Kiel gave me that soft, understanding smile of his, the one that made my chest feel warm. "I get it, Kei. And I'm not mad at you for losing it, okay? We all get stressed. I just didn't want you to think you have to handle it all alone. If you ever need to rant, or… I don't know, vent about how the world is out to get you, I'm your guy."

I gave him a teasing look. "The 'world' part is a little dramatic, don't you think? I'm not that… that much of a disaster."

He leaned against the doorframe, crossing his arms. "You sure? Because you're acting like one of those cartoon characters with a cloud of chaos following them around. But hey, I'm not judging."

"Gee, thanks for the support," I said, rolling my eyes. "Just so you know, I've got it under control. But if I need an emergency snack, I'll call for backup."

Kiel grinned, clearly pleased. "And I'll always answer the call. With snacks. And water." He paused. "But mostly snacks. For the record, it's like… my unofficial superpower."

I chuckled, leaning back against my desk. "I'll keep that in mind. You're the snack superhero, huh?"

He nodded, pretending to be all serious. "That's right. The cape's on the way."

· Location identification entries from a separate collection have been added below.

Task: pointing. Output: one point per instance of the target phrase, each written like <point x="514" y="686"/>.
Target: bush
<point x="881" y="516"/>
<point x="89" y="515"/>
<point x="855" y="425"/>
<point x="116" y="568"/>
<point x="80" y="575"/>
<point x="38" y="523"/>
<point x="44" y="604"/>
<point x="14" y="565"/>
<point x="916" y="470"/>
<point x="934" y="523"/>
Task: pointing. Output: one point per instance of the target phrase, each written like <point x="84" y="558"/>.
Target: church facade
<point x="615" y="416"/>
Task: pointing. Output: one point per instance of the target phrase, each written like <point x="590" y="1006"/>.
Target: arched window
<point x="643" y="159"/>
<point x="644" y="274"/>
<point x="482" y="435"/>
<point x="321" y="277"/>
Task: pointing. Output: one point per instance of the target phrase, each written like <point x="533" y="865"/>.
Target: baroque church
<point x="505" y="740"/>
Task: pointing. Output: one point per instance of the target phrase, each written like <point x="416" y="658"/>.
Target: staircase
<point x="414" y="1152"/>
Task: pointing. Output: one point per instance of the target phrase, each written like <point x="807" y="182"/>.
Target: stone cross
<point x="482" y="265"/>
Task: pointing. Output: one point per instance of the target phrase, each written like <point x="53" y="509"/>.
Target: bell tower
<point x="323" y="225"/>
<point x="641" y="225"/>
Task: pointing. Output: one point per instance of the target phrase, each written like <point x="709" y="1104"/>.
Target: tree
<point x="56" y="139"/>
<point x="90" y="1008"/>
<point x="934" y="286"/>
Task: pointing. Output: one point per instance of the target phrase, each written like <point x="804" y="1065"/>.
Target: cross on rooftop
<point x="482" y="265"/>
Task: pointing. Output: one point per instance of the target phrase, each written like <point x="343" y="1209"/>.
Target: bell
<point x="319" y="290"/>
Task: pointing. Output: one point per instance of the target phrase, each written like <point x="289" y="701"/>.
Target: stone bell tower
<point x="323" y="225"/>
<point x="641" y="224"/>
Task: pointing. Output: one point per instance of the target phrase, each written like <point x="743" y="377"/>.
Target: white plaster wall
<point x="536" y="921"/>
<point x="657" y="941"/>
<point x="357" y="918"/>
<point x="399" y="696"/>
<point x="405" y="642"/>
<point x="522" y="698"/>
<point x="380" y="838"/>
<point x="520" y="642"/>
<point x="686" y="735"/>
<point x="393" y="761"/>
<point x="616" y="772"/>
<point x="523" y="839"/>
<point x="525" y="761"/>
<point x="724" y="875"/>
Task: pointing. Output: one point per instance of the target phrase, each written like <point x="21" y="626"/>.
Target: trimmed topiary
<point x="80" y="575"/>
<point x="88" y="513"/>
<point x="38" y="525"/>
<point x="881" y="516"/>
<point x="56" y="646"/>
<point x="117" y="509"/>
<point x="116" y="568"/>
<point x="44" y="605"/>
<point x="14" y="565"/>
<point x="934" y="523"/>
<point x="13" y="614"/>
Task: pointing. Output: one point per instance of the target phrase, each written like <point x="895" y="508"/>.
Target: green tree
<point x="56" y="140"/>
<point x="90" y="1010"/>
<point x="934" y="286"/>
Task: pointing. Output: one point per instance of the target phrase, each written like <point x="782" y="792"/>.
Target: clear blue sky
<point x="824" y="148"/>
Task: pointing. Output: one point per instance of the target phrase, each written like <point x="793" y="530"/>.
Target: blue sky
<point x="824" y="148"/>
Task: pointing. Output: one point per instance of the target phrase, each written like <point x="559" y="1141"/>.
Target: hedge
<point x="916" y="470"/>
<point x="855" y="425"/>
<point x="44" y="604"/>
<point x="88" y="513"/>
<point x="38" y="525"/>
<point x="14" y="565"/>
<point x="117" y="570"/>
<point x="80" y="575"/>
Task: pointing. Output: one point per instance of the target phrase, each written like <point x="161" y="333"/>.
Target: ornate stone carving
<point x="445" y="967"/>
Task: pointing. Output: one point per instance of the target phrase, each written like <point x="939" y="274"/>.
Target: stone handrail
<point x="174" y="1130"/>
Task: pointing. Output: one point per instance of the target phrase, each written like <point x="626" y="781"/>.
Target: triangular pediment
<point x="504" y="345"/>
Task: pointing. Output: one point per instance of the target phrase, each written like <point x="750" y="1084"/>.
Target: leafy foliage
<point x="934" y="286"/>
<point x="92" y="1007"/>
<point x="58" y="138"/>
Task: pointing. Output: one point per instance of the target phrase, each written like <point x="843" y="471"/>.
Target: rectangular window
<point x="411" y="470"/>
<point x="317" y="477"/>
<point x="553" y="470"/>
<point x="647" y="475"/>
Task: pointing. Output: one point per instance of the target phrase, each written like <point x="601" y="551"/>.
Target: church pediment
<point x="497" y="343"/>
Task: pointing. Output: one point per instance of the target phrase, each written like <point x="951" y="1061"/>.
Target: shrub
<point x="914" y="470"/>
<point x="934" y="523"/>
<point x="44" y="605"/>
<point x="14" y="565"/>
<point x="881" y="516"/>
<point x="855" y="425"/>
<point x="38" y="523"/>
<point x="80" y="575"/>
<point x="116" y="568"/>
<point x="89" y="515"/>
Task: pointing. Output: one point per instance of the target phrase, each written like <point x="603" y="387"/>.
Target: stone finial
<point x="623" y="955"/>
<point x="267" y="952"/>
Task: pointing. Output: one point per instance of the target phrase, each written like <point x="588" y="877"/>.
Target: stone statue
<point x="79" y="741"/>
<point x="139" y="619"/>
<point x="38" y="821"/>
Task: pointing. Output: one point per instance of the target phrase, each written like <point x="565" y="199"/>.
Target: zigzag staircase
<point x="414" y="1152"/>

I laughed at his ridiculousness, feeling the tension between us finally ease. It didn't feel like everything was resolved, but there was something comfortable in the way he was acting, the way he was showing up. He wasn't trying to fix me, just be here. And that was all I really needed.

Before I could say anything else, there was a knock on the door. "Come on, man, open up," a voice called from outside.

It was Mark, of course. I shot Kiel a look, and he let out a soft groan.

"Perfect timing," Kiel muttered, getting up to answer the door. Mark poked his head in, clearly expecting us to be in the middle of some kind of heated argument.

"Whoa, what's going on in here? Everything alright?" Mark asked, grinning like he had just walked in on a dramatic scene.

I rolled my eyes. "Yeah, everything's fine, Mark. Go away."

Mark raised his eyebrows. "Uh-huh, sure, I'll just leave you two alone then." He backed out of the room with a sarcastic salute, clearly entertained.

Once the door closed, I looked back at Kiel, both of us trying not to laugh at how awkward that had just been. "Thanks for handling that," I said with a little chuckle. 

"No problem," he replied, sitting back down next to me. Then, in his typical Kiel fashion, he leaned forward, grabbed the water bottle on my bedside table, and twisted the cap off before handing it to me. "Drink up," he said with a wink. "You've been looking dehydrated all night."

I stared at him for a second, surprised by the simple gesture. "You're really going to act like you're my personal water boy now?" I joked, taking the bottle from him.

"Hey, hydration is important," he said seriously, but with that playful smile. "I just don't want you passing out on me, okay? Plus, it's like my superpower—water-fetching."

I couldn't help but laugh, the tension from earlier starting to fade as we both settled into a more relaxed rhythm. "Yeah, yeah. You're a regular superhero."

He leaned back, still smiling. "Glad to be of service, Captain Kei."

And just like that, the heaviness of the conversation lifted a little. His little acts of care, like handing me the water or making sure I was okay earlier, they felt different tonight. They didn't feel like just casual kindness—they felt intentional. Like he was trying to show me that I didn't have to go through this alone. And that was something I never really allowed myself to believe before.

"Alright," I said, stretching and breaking the moment with a grin. "What now, water boy? Should I expect you to start cooking me dinner next?"

Kiel laughed, raising his hands in mock surrender. "I'm afraid I'm not that skilled in the kitchen yet, but if you want a snack, I'm your guy. Snacks I can handle."

I smiled, feeling more at ease. "Perfect. You can start with grabbing me some chips, then."

As Kiel got up to grab the snacks, I realized something. Despite all the tension earlier, and despite everything we hadn't said yet, there was something simple and comforting in these moments. And I was starting to think that wasn't so bad.